Artista quer espalhar o amor
Durante muitos anos, a atuação religiosa era reconfortante. “Eu sou uma pessoa do amor, quero espalhar o amor”, repetiu durante as mais de três horas em que atendeu a reportagem. O amor exercido na religião transformou-o em “pastor Nelsinho”. Até hoje o chamam assim.
Mas ele abandou o cargo porque foi se angustiando, estudando psicologia, frequentando o grupo de apoio do posto de saúde, e os conflitos cresceram. “Não batia, sabe? Eu estudava, via e aprendia coisas que não batiam com a igreja”.
O apoio das duas filhas, da mãe (que nunca frequentou regulamente qualquer religião) e da esposa, com quem está casado há 41 anos, foram decisivos.
Um rolê por Nova York, até o posto de saúde
Saímos para fotografar murais pela Vila Nova York. O vizinho marmorista cumprimenta Nelsinho, a mulher da loja pergunta qual veículo de imprensa está com ele, alguém buzina passando de carro.
Em uma cidade marcada pelos grafites e pichações, os murais chamam ainda mais a atenção. Um deles reproduz a fachada de uma casa em tamanho natural e impressiona pelo realismo. “Não faço rascunho, chego no muro, coloco o primeiro caquinho e vou fazendo. É como se os caquinhos falassem comigo”.
Na esquina do posto de saúde, fizeram uma fogueira na calçada, chamuscando a mandala do artista. Ele refez a obra. “O pessoal não tem entendimento do que é arte”, lamenta. Leandro Sales, funcionário da Unidade Básica da Saúde (UBS) da Vila Nova York, onde o artista frequenta o grupo terapêutico, conta que os murais vêm recuperando áreas viciadas de descarte de lixo.
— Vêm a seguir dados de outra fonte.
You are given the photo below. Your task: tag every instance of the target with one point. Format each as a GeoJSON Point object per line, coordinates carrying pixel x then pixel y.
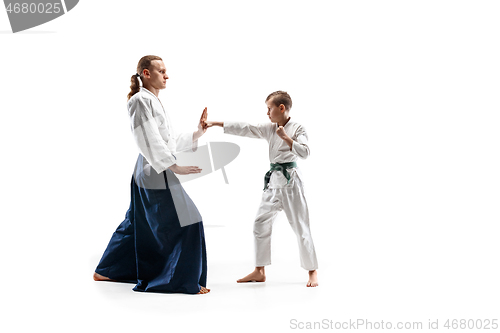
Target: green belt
{"type": "Point", "coordinates": [279, 167]}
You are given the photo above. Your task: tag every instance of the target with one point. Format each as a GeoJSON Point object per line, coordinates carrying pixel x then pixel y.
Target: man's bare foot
{"type": "Point", "coordinates": [313, 279]}
{"type": "Point", "coordinates": [203, 290]}
{"type": "Point", "coordinates": [99, 277]}
{"type": "Point", "coordinates": [258, 275]}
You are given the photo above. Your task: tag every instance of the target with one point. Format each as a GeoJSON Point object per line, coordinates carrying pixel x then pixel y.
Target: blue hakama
{"type": "Point", "coordinates": [150, 247]}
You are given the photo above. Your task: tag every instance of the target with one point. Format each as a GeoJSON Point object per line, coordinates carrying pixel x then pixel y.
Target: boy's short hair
{"type": "Point", "coordinates": [280, 97]}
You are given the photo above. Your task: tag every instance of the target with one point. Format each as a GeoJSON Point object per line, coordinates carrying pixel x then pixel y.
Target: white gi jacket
{"type": "Point", "coordinates": [153, 132]}
{"type": "Point", "coordinates": [279, 151]}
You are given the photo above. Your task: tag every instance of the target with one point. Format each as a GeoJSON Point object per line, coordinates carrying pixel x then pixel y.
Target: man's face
{"type": "Point", "coordinates": [158, 74]}
{"type": "Point", "coordinates": [273, 111]}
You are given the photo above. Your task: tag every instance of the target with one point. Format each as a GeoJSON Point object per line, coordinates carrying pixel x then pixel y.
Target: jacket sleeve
{"type": "Point", "coordinates": [260, 131]}
{"type": "Point", "coordinates": [147, 136]}
{"type": "Point", "coordinates": [300, 146]}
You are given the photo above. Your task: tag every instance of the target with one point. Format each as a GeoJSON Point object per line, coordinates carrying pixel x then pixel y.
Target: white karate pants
{"type": "Point", "coordinates": [291, 199]}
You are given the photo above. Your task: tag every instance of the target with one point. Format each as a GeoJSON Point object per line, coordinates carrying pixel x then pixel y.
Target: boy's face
{"type": "Point", "coordinates": [274, 112]}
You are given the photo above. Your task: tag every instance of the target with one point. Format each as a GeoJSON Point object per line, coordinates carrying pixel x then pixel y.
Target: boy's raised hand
{"type": "Point", "coordinates": [214, 123]}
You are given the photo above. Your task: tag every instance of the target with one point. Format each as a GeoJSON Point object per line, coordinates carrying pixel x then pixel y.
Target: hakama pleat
{"type": "Point", "coordinates": [150, 247]}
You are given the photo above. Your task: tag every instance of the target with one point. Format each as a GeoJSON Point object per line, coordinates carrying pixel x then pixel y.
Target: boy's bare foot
{"type": "Point", "coordinates": [203, 290]}
{"type": "Point", "coordinates": [99, 277]}
{"type": "Point", "coordinates": [258, 275]}
{"type": "Point", "coordinates": [313, 279]}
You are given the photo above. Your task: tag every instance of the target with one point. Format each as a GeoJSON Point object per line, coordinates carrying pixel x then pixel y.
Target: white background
{"type": "Point", "coordinates": [401, 103]}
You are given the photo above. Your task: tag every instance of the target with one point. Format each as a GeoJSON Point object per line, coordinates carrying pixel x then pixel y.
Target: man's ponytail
{"type": "Point", "coordinates": [144, 63]}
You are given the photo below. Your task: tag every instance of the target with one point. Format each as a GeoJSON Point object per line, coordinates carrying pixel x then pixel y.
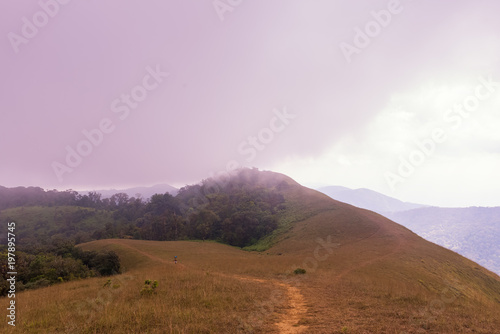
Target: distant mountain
{"type": "Point", "coordinates": [368, 199]}
{"type": "Point", "coordinates": [145, 192]}
{"type": "Point", "coordinates": [472, 232]}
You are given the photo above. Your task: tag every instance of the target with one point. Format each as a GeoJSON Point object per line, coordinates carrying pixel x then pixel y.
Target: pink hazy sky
{"type": "Point", "coordinates": [233, 66]}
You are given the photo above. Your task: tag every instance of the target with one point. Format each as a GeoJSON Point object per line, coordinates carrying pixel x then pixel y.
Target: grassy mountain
{"type": "Point", "coordinates": [473, 232]}
{"type": "Point", "coordinates": [363, 274]}
{"type": "Point", "coordinates": [368, 199]}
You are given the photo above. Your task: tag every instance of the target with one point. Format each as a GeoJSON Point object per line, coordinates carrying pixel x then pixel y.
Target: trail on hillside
{"type": "Point", "coordinates": [288, 322]}
{"type": "Point", "coordinates": [296, 309]}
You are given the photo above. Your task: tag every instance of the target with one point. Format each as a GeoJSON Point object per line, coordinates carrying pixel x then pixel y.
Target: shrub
{"type": "Point", "coordinates": [299, 271]}
{"type": "Point", "coordinates": [149, 287]}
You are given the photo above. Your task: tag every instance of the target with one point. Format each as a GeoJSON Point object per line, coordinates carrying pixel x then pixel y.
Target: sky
{"type": "Point", "coordinates": [401, 97]}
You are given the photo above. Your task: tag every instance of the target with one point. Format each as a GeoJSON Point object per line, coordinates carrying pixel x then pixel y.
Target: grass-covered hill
{"type": "Point", "coordinates": [363, 272]}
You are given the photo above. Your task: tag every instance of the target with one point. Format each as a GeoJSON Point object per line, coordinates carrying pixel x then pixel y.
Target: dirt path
{"type": "Point", "coordinates": [289, 322]}
{"type": "Point", "coordinates": [295, 303]}
{"type": "Point", "coordinates": [296, 309]}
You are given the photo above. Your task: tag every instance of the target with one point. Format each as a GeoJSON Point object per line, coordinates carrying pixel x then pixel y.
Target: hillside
{"type": "Point", "coordinates": [473, 232]}
{"type": "Point", "coordinates": [364, 274]}
{"type": "Point", "coordinates": [368, 199]}
{"type": "Point", "coordinates": [453, 228]}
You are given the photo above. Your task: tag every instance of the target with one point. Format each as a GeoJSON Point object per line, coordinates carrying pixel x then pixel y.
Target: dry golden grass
{"type": "Point", "coordinates": [377, 277]}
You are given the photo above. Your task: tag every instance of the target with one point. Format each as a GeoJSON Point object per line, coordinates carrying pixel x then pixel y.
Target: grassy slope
{"type": "Point", "coordinates": [379, 278]}
{"type": "Point", "coordinates": [38, 221]}
{"type": "Point", "coordinates": [382, 278]}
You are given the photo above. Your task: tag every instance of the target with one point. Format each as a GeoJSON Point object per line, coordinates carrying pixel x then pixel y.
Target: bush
{"type": "Point", "coordinates": [149, 287]}
{"type": "Point", "coordinates": [299, 271]}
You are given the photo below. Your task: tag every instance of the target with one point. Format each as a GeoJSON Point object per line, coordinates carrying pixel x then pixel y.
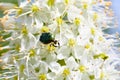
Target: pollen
{"type": "Point", "coordinates": [66, 72]}
{"type": "Point", "coordinates": [45, 29]}
{"type": "Point", "coordinates": [66, 2]}
{"type": "Point", "coordinates": [108, 3]}
{"type": "Point", "coordinates": [71, 42]}
{"type": "Point", "coordinates": [82, 68]}
{"type": "Point", "coordinates": [59, 21]}
{"type": "Point", "coordinates": [87, 46]}
{"type": "Point", "coordinates": [42, 77]}
{"type": "Point", "coordinates": [92, 31]}
{"type": "Point", "coordinates": [24, 30]}
{"type": "Point", "coordinates": [77, 21]}
{"type": "Point", "coordinates": [101, 55]}
{"type": "Point", "coordinates": [22, 67]}
{"type": "Point", "coordinates": [85, 6]}
{"type": "Point", "coordinates": [102, 75]}
{"type": "Point", "coordinates": [35, 8]}
{"type": "Point", "coordinates": [19, 11]}
{"type": "Point", "coordinates": [50, 48]}
{"type": "Point", "coordinates": [51, 2]}
{"type": "Point", "coordinates": [95, 16]}
{"type": "Point", "coordinates": [32, 52]}
{"type": "Point", "coordinates": [100, 38]}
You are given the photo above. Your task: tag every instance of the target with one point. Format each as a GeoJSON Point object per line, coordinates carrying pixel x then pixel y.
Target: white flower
{"type": "Point", "coordinates": [73, 45]}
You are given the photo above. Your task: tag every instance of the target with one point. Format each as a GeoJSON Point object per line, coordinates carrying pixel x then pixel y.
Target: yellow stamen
{"type": "Point", "coordinates": [45, 29]}
{"type": "Point", "coordinates": [93, 31]}
{"type": "Point", "coordinates": [42, 77]}
{"type": "Point", "coordinates": [108, 3]}
{"type": "Point", "coordinates": [59, 21]}
{"type": "Point", "coordinates": [87, 46]}
{"type": "Point", "coordinates": [95, 16]}
{"type": "Point", "coordinates": [50, 48]}
{"type": "Point", "coordinates": [35, 8]}
{"type": "Point", "coordinates": [22, 67]}
{"type": "Point", "coordinates": [102, 75]}
{"type": "Point", "coordinates": [85, 6]}
{"type": "Point", "coordinates": [51, 2]}
{"type": "Point", "coordinates": [100, 38]}
{"type": "Point", "coordinates": [24, 30]}
{"type": "Point", "coordinates": [66, 72]}
{"type": "Point", "coordinates": [77, 21]}
{"type": "Point", "coordinates": [32, 52]}
{"type": "Point", "coordinates": [71, 42]}
{"type": "Point", "coordinates": [82, 68]}
{"type": "Point", "coordinates": [66, 2]}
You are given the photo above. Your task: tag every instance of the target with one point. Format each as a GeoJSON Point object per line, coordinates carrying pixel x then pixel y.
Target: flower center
{"type": "Point", "coordinates": [71, 42]}
{"type": "Point", "coordinates": [35, 8]}
{"type": "Point", "coordinates": [66, 72]}
{"type": "Point", "coordinates": [45, 29]}
{"type": "Point", "coordinates": [82, 68]}
{"type": "Point", "coordinates": [77, 21]}
{"type": "Point", "coordinates": [42, 77]}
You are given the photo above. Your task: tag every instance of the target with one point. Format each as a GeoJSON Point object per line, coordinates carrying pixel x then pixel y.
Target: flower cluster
{"type": "Point", "coordinates": [60, 40]}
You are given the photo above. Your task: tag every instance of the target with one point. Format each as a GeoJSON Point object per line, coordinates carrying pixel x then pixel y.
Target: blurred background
{"type": "Point", "coordinates": [115, 6]}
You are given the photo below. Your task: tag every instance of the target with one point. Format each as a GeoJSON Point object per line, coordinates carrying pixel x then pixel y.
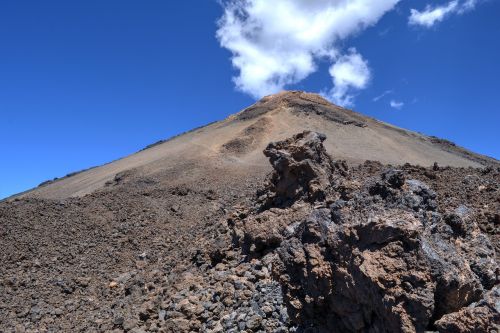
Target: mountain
{"type": "Point", "coordinates": [293, 215]}
{"type": "Point", "coordinates": [234, 146]}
A melhor semana de Nelsinho
Nenhum morador com quem conversamos sabe porque a quebrada tem o nome informal de Vila Nova York. Oficialmente, é Jardim Caguassu. Está próximo a avenidas conhecidas da zona leste, como Aricanduva e Rio das Pedras.
Nelsinho não está nem um pouco interessado nisso. Sobretudo porque, na última semana, seu trabalho começou a ser ainda mais reconhecido: apareceu em reportagem televisiva, atraiu o Visão do Corre e gerou a primeira encomenda.
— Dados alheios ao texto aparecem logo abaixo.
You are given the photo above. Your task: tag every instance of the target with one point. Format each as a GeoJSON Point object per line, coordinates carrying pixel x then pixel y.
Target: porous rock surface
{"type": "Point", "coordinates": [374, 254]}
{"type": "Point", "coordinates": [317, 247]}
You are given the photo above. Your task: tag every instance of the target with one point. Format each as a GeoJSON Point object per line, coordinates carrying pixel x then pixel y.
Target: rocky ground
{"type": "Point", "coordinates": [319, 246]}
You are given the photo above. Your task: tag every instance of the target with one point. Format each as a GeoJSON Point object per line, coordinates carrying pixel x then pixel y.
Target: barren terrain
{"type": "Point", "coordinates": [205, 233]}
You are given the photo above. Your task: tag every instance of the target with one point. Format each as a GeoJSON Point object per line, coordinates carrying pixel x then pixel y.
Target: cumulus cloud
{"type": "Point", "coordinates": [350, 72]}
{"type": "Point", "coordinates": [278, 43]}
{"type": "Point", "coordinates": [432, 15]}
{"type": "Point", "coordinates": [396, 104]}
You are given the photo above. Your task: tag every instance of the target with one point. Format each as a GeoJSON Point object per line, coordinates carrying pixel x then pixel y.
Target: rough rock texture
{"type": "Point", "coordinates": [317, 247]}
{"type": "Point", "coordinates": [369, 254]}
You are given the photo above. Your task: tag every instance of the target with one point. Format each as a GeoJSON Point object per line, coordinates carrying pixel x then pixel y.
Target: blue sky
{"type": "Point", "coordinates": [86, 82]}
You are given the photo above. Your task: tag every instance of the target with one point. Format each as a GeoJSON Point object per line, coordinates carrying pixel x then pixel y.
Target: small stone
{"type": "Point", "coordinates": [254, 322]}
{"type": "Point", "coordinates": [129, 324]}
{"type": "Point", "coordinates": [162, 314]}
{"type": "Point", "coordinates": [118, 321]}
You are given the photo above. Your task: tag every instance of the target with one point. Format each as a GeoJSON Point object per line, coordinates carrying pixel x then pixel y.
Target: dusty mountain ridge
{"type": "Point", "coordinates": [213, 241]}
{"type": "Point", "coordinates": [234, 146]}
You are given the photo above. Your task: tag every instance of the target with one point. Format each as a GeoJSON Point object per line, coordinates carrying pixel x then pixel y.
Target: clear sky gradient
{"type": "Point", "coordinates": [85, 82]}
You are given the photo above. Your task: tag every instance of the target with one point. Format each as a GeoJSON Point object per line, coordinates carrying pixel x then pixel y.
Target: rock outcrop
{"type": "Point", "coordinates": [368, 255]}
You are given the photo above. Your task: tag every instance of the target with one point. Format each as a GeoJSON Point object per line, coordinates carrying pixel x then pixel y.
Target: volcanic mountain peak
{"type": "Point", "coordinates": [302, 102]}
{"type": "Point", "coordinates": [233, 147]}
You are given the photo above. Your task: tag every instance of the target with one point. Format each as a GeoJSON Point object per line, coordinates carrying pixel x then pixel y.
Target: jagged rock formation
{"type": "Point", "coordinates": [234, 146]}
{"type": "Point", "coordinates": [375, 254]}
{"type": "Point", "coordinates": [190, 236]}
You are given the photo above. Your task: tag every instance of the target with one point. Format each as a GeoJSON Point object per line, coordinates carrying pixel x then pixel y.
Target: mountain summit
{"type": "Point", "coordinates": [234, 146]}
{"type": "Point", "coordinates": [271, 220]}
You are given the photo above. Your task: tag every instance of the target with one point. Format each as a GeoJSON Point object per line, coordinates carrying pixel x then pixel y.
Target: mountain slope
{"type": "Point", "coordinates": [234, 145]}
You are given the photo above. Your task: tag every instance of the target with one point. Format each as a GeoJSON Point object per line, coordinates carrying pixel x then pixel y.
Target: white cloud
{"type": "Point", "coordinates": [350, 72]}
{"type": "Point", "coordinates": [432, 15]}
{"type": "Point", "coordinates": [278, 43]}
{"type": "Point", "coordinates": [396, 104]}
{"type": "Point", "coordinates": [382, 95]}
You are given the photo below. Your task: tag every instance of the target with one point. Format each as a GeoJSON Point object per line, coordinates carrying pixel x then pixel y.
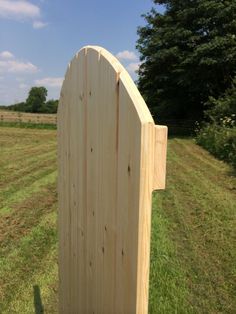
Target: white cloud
{"type": "Point", "coordinates": [21, 9]}
{"type": "Point", "coordinates": [39, 24]}
{"type": "Point", "coordinates": [133, 67]}
{"type": "Point", "coordinates": [14, 66]}
{"type": "Point", "coordinates": [50, 81]}
{"type": "Point", "coordinates": [126, 55]}
{"type": "Point", "coordinates": [23, 86]}
{"type": "Point", "coordinates": [8, 64]}
{"type": "Point", "coordinates": [6, 55]}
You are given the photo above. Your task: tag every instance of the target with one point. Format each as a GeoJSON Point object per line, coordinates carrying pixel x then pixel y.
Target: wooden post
{"type": "Point", "coordinates": [111, 158]}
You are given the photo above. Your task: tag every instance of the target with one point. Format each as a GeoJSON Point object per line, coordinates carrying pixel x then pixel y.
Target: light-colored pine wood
{"type": "Point", "coordinates": [107, 171]}
{"type": "Point", "coordinates": [160, 149]}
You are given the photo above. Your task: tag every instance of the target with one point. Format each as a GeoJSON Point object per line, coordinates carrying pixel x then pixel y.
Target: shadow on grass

O muralista começou a decorar o muro de 40 metros de uma escola próxima. Com o pagamento, pretende quitar as multas do carro. “Já comecei, acho que vou levar uns dois meses para concluir a obra”. Então mostra o vídeo com o início do trabalho.
Importante informar também que, além de desconheceram a origem do nome gringo do bairro, ninguém da família de Nelsinho foi para os Estados Unidos. Nem pretendem. Há muito a transformar na Nova York da zona leste.